Wie vroeger in New York uit de metro weer boven de grond kwam, had maar te kijken waar de Twin Towers van het WTC stonden om zich meteen te kunnen oriënteren. Met de torens verdween een jaar en een week geleden ook het oriëntatiepunt van het Amerikaanse zelfvertrouwen. Overal dreigt nu gevaar, veel New Yorkers zijn psychisch van slag. Ettelijke tienduizenden veiligheidsagenten bewaken nu dag en nacht wat nu, naar de naam van een nieuw ministerie, binnenlandse veiligheid (homeland security) heet. In de havens wordt elke container doorgelicht en op radioactiviteit getest. Brochures, affiches en tv-spots geven psychisch advies (eet genoeg, drink niet, zoek anderen op) en in het binnenlandse luchtverkeer is het de passagiers verboden om uit hun stoel op te staan.
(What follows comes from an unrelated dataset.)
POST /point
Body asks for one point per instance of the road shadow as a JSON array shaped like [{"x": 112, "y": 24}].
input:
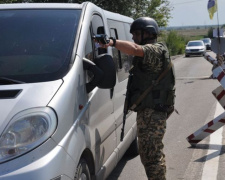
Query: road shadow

De patriottische vroomheid is groot. Politieke standpunten worden alleen op hun vaderlandsliefde beoordeeld en politici die de regering willen bekritiseren, doen er goed aan eerst na te gaan of ze wel een tour of duty in Vietnam achter de rug hebben. Chique winkels reserveren hun uitstalramen voor in een kunstige huisstijl vormgegeven boodschappen van medeleven. De nu 85-jarige legendarische tv-journalist Walter Cronkite verbaasde zich over de slaafse zelfcensuur in de Amerikaanse media, die bijvoorbeeld amper berichten over wat het Amerikaanse leger vandaag in Afghanistan aan het uitspoken is en patriottisme gelijkstellen met het steunen van de regering. Nieuwe uitzonderingswetten snijden hard in de burgerrechten, maar stuiten niet op enig protest van betekenis. Souvenirwinkeltjes verkopen beeldjes met de icoon van Iwo Jima waarin niet langer soldaten de stars and stripes hijsen, maar New Yorkse brandweerlui, de nieuwe helden van de dag.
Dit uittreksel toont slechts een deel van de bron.